Seed column & model column mismatch due to normalization

Open georgesittas opened this issue 1 year ago • 0 comments

To reproduce the bug:

Create new SQLMesh project using sqlmesh init postgres --template empty - Postgres is the default dialect because its normalization strategy is LOWERCASE, i.e. it treats quoted identifiers as case-sensitive, and lowercases unquoted ones.
Create the following seed model:

MODEL (
    name sqlmesh_example.demo_seed,
    kind SEED (
        path '../seeds/demo_seed.csv'
    ),
    columns(
        "camelCaseColumn" TEXT,
    ),
);

Create the following seed file under seeds/, named demo_seed.csv:

"camelCaseColumn"
foo

Run sqlmesh plan.

This currently produces the following error:

  File "sqlmesh/core/model/definition.py", line 1182, in render_seed
    df.loc[:, string_columns] = df[string_columns].mask(
  File "sqlmesh/.venv/lib/python3.10/site-packages/pandas/core/frame.py", line 3899, in __getitem__
    indexer = self.columns._get_indexer_strict(key, "columns")[1]
  File "sqlmesh/.venv/lib/python3.10/site-packages/pandas/core/indexes/base.py", line 6115, in _get_indexer_strict
    self._raise_if_missing(keyarr, indexer, axis_name)
  File "sqlmesh/.venv/lib/python3.10/site-packages/pandas/core/indexes/base.py", line 6176, in _raise_if_missing
    raise KeyError(f"None of [{key}] are in the [{axis_name}]")
KeyError: "None of [Index(['camelCaseColumn'], dtype='object')] are in the [columns]"

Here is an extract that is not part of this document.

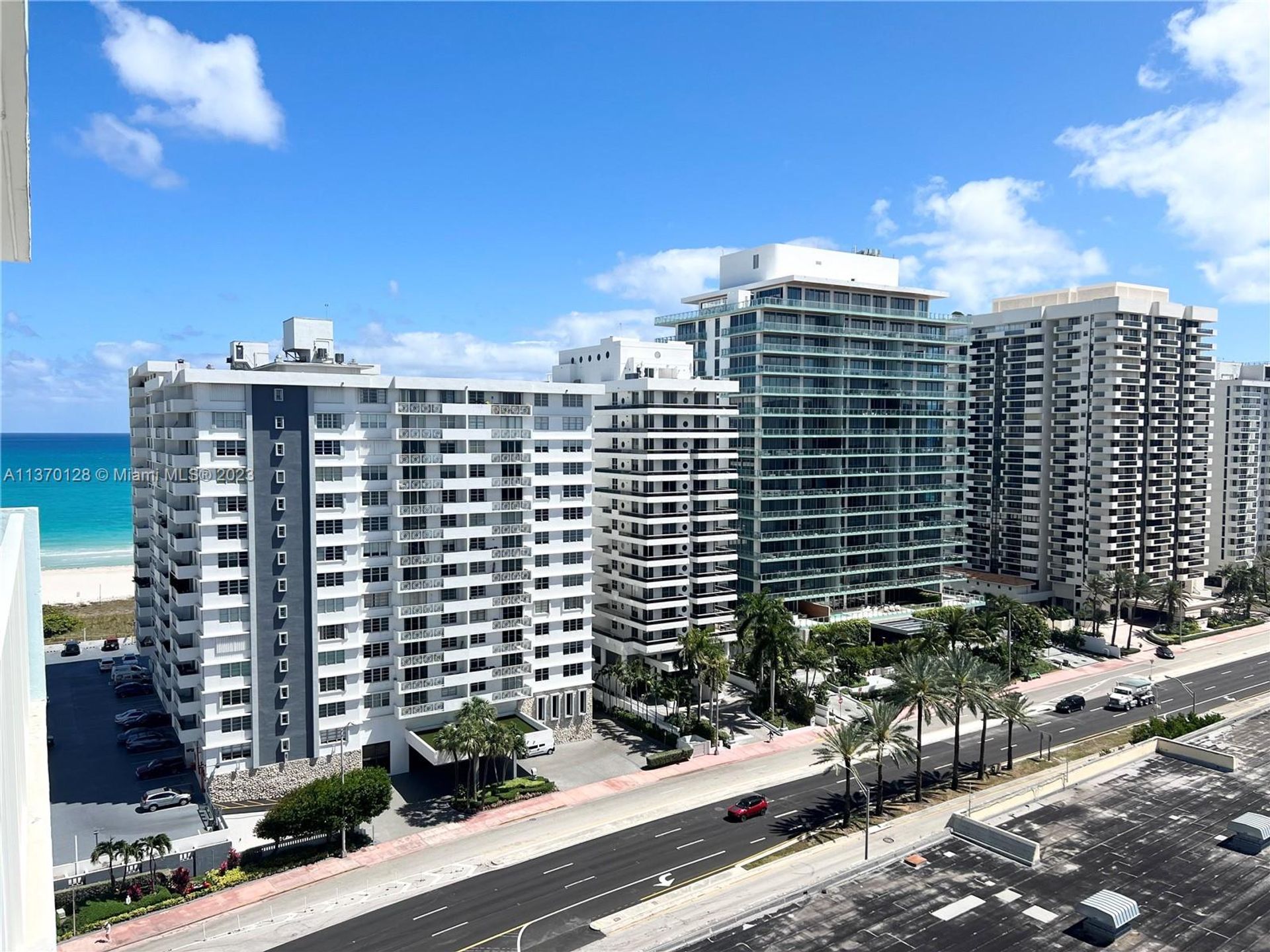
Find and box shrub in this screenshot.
[1130,711,1224,744]
[44,606,80,639]
[644,748,692,770]
[255,767,392,842]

The reason this happens is because we normalize the seed file's column by lowercasing it, whereas the column property lists it with quotes, making it case-sensitive. We're essentially always treating CSV columns as case-insensitive, since there's no way to quote them and preserve those quotes in the dataframe returned by pd.read_csv.

Some ideas to fix this:

Always treat CSV columns as case-sensitive. This may be problematic because it's a constraint that propagates downstream, thus requiring quotes everywhere. One way a user could overcome this would be to make a new model that acts as a dependency inversion layer for that seed, e.g. SELECT "camelCaseColumn" AS camelCaseColumn FROM sqlmesh_example.demo_seed. Then, the column would not require quotes downstream from that "staging" model.
Continue normalizing the CSV columns, but treat the names enumerated in the columns model property as the source of truth. So for the example above, we'd rename the single dataframe column into camelCaseColumn to match the corresponding column in the seed's columns_to_types.

May 29 '24 19:05 georgesittas